Im Euchre gibt es zwei besondere Buben derselben Farbe die besonders mächtig im Spiel sind. Als das Spiel in die USA übersiedelte wurden spezielle deutsche Ausdrücke, wie zum Beispiel Bauer (normalerweise Jack in englischer Sprache) übernommen. Noch heute sprechen englische Euchrespieler bei ihren zwei höchsten Karten von dem linken und rechten Bauer (left and right Bauer). Allerdings sprechen sie das Wort dabei wie „Bower“ aus. Die Amerikaner haben dem Euchre Kartenspiel mit der Zeit noch eine Karte hinzugefügt die noch höher als die beiden „Bowers“ ist. Sie nannten diese Karte den imperialen Bauer oder den besten Bauer. Dies war der Ursprung des heute bekannten Jokers.
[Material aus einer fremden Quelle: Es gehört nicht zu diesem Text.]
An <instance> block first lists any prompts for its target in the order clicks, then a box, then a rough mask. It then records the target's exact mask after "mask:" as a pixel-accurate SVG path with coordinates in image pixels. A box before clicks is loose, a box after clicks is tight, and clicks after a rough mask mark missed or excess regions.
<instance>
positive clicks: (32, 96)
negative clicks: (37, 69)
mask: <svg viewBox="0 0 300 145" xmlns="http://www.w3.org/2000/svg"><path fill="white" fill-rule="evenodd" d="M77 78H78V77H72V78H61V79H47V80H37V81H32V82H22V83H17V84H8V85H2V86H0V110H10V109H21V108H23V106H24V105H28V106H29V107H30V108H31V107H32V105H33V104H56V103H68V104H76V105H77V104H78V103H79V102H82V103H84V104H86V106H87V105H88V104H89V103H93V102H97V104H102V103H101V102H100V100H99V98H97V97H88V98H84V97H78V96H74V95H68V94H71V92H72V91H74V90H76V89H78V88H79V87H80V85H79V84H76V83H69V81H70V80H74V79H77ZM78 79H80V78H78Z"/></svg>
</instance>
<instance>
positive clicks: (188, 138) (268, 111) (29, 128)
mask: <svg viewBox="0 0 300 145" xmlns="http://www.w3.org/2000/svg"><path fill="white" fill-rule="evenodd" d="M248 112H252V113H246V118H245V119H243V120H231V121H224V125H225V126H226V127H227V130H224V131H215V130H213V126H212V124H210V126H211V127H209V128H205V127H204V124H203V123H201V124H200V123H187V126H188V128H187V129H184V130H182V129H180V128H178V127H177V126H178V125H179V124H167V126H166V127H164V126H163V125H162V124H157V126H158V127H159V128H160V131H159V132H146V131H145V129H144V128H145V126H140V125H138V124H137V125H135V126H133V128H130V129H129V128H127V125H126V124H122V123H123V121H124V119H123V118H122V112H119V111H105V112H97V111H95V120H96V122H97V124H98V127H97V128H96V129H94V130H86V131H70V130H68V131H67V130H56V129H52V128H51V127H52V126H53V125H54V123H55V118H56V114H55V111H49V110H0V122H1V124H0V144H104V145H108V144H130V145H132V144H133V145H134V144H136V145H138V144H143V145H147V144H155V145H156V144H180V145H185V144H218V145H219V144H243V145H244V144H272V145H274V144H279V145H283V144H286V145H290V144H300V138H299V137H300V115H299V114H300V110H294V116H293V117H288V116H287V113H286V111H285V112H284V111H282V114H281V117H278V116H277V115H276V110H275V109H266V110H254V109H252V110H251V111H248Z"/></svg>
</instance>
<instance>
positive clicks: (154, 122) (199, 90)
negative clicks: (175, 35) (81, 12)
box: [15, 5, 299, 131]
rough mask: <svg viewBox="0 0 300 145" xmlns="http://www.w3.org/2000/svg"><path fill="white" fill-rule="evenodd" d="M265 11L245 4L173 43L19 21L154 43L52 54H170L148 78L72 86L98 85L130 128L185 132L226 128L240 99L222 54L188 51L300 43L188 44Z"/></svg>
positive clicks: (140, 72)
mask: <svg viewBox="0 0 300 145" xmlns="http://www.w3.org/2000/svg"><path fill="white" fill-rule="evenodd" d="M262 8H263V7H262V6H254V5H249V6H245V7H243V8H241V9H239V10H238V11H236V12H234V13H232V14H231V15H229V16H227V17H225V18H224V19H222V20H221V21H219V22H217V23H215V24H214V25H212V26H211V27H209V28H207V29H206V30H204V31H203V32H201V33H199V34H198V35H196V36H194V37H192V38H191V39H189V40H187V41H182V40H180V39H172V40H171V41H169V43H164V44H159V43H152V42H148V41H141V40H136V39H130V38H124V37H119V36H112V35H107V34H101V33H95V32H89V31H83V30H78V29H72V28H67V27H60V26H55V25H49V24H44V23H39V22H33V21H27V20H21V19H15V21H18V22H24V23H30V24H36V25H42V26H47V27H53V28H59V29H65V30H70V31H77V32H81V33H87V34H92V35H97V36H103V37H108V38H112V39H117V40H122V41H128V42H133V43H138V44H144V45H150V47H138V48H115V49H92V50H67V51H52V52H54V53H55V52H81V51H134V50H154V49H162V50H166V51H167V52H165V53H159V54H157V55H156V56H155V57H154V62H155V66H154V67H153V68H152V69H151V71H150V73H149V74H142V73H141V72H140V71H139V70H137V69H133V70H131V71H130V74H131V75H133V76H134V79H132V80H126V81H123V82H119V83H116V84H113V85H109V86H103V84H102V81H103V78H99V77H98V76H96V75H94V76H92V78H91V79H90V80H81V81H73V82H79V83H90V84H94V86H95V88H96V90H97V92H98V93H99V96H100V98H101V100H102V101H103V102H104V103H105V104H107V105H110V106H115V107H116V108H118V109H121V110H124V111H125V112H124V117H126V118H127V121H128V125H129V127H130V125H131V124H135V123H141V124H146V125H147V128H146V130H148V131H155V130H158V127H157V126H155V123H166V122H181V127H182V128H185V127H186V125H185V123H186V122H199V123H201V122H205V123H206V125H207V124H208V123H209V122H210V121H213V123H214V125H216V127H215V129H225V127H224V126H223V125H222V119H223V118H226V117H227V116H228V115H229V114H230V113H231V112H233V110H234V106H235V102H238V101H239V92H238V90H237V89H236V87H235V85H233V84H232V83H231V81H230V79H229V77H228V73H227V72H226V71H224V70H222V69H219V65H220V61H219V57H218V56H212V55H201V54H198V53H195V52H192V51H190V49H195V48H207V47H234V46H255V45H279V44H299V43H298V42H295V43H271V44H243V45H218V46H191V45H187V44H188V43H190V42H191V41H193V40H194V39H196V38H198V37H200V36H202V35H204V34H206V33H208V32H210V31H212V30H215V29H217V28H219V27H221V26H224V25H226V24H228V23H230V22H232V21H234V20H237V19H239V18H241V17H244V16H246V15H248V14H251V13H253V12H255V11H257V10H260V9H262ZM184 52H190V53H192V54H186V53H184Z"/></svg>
Nach der neusten Theorie wurde der “Best Bower” umgangssprachlich auch als “Euchre card” bezeichnet. Dies wurde dann durch falsche Aussprache zur “Juker card” und später zur “Joker card”. Diese Annahme hat jedoch den sprichwörtlichen Haken darin, dass bisher zwar alte Karten aus dieser Zeit gefunden wurden, diese aber entweder den Namen „Best Bower“ oder „Joker“ tragen. Eine Karte mit der Aufschrift „Eucher card“ und/oder „Juker card“ wurde bisher noch nicht entdeckt. Vielleicht kam dieser ganze Übersetzungs- und Sprachfehler aber auch nur in den Dialog zwischen den Spielern vor, allerdings wird dies in keiner Literatur erwähnt. Somit bleibt es derzeit noch bei einer unbestätigten Theorie. Das folgende Bild zeigt einen Joker von 1875 gemalt von Victor Mauger aus New York.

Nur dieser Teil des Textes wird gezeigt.